Après avoir traversé la péninsule en développement de Thu Thiem, avoir longé les zones de mangroves de Saïgon qui résistent au béton et à l’asphalte, je gare ma moto bike, j’enfile mon casque de chantier et je me dirige vers la porte métallique bringuebalante de l’entrée du chantier. Chronique du Mékong.
Le gardien en tenue de policier et en sandales me fait un signe de salut militaire de la main, je le salue et je rentre avec entrain, j’aperçois à l’ombre du hall une meute de chiens au poil ras qui se délassent. Ils font mine de m’ignorer en se prélassant sur les amas de matériaux qu’ils gardent et qui jonchent le rez-de-chaussée du chantier.
La température monte déjà doucement, il est 8 h 00 du matin.

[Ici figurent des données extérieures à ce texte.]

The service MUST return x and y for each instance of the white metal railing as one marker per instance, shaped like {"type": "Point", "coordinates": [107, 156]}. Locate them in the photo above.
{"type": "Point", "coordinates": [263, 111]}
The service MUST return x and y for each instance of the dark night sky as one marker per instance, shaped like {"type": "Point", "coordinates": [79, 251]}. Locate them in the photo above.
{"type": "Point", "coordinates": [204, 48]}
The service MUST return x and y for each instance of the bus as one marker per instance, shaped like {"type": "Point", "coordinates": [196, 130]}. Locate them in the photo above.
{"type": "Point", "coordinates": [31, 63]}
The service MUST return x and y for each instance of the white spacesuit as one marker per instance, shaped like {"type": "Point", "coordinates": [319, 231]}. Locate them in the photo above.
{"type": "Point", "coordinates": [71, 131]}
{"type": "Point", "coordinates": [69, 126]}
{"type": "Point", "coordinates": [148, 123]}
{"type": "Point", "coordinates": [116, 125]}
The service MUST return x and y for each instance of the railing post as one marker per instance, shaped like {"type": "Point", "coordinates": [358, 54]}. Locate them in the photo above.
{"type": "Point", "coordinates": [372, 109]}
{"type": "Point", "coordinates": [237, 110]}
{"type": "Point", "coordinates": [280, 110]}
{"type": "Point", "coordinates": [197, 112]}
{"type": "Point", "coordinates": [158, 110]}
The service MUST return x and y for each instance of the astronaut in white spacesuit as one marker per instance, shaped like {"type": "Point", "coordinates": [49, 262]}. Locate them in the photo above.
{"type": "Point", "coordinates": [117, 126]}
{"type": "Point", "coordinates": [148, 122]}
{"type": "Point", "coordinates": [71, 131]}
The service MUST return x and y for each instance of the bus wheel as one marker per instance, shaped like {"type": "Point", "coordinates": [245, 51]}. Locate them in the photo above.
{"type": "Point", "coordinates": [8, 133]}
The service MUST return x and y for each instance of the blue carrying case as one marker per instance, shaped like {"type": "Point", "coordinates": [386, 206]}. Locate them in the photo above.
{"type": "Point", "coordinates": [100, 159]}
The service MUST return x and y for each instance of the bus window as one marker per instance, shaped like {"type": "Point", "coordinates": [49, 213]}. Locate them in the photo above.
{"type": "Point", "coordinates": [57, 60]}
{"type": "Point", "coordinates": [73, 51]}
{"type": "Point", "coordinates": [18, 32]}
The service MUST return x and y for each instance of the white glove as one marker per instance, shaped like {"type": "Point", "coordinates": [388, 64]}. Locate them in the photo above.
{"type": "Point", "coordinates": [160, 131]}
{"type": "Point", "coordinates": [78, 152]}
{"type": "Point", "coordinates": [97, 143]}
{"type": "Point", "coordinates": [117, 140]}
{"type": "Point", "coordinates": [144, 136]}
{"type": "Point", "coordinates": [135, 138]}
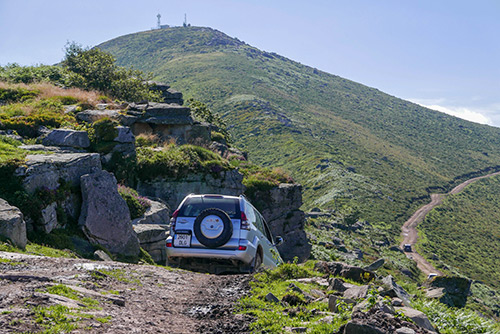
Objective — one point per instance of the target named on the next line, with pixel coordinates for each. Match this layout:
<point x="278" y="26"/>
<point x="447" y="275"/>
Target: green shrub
<point x="10" y="95"/>
<point x="136" y="204"/>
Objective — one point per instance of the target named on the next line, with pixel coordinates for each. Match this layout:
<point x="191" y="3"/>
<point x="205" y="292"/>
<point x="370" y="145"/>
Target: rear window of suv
<point x="195" y="205"/>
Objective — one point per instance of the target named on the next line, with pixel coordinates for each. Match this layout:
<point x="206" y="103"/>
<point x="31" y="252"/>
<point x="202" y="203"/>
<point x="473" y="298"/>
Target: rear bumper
<point x="246" y="256"/>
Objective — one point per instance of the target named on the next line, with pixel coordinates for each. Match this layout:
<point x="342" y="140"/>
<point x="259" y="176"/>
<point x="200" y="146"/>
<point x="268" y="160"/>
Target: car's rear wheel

Me voilà au City Planning Exhibition Center (CPEC), un bâtiment de 18 000 m² au cœur de Saïgon. L’agence d’architecture DE-SO a gagné ce concours de bâtiment il y a treize ans. Le chantier arrêté pendant dix ans a repris au printemps 2025, après avoir connu six équipes de direction différentes, des emmerdes sans fin, de nombreuses luttes perdues, des incompréhensions multiples, quelques batailles gagnées et vécu des désenchantements permanents.
Mais il me semble enfin percevoir le bout du tunnel…
Patience Passion Persévérance, les 3 P de la sagesse asiatique…
Le 17 juillet 2012 après un oral éprouvant et transpirant en costume cravate dans une salle mal climatisée du Comité Populaire de Hô Chi Minh Ville, notre projet du musée de l’urbanisme et de l’architecture est retenu face à dix équipes internationales.
Après plusieurs mois d’allers-retours et de négociations, nous signerons un contrat de maîtrise d’œuvre à l’anglo-saxonne (sans la mission chantier mais avec un suivi architectural partiel) avec le directeur de la construction de la ville.
Cet incontournable personnage contrôle toutes les constructions de Saïgon, il partira une fois les marchés de fondations et de gros œuvre du bâtiment signés en nous laissant un chantier ouvert à tous les vents pendant dix ans, il sera alors remplacé six fois…
Sur place, on m’avait maintes fois averti ; cela ne sera pas facile :
« vous serez débarqués très vite après le concept » ;
« comme c’est un projet public vos difficultés seront multipliées par dix » ;
« la ville et l’État ne finiront jamais le projet avec vous, leurs équipes changent constamment pour ‘’contrôler’’ la corruption » ;
« les Vietnamiens et les acteurs locaux feront tout pour ne pas vous voir interférer dans toutes les négociations financières et le chantier »
Après treize ans, trois maires successifs et six chefs de projets, nous sommes là, la mémoire du projet aussi !
Je contourne le hall du bâtiment en regardant attentivement tout ce qui traîne au sol, je me dirige vers le sous-sol et je constate qu’une offrande de poulet sur un plateau doré avec ses encens est disposée au pied de la façade sud.
Les encens rougeoyants fument encore.
Il m’arrive avec le parfum une fulgurance d’images intérieures de pagodes et de Bouddhas.
La journée démarre !

Je regarde en coin les nombreuses silhouettes de petites femmes qui s’activent, elles poussent inlassablement des brouettes de sable depuis tôt le matin…
Ces métiers de manœuvres sont les plus durs et ils sont souvent confiés aux femmes, avec peu d’attention et aucune reconnaissance.
Disparaissant derrière leurs larges chapeaux et foulards sur le visage avec des survêtements trop grands, on entraperçoit de ses femmes que leurs yeux minuscules.
On ne voit, de leur corps que les extrémités ridées de leurs membres frêles manipulant des tonnes d’acier et de sable à longueur de journée.
Leurs épaules sont larges et solides.
L’immense delta du Mékong procure à Saïgon une main-d’œuvre d’origine paysanne peu chère, corvéable à merci, qui travaille jour et nuit à l’édification du pays.
La réunion hebdomadaire de chantier se tient à l’étage avec une vingtaine de personnes, j’y arrive, avec les premières gouttes de transpiration dans le dos…
Quatre ventilateurs bruyants trônent dans les coins, ils diffusent d’apaisants courants d’air.
Les bouteilles d’eau en plastique disposées sur la table sont prises d’assaut.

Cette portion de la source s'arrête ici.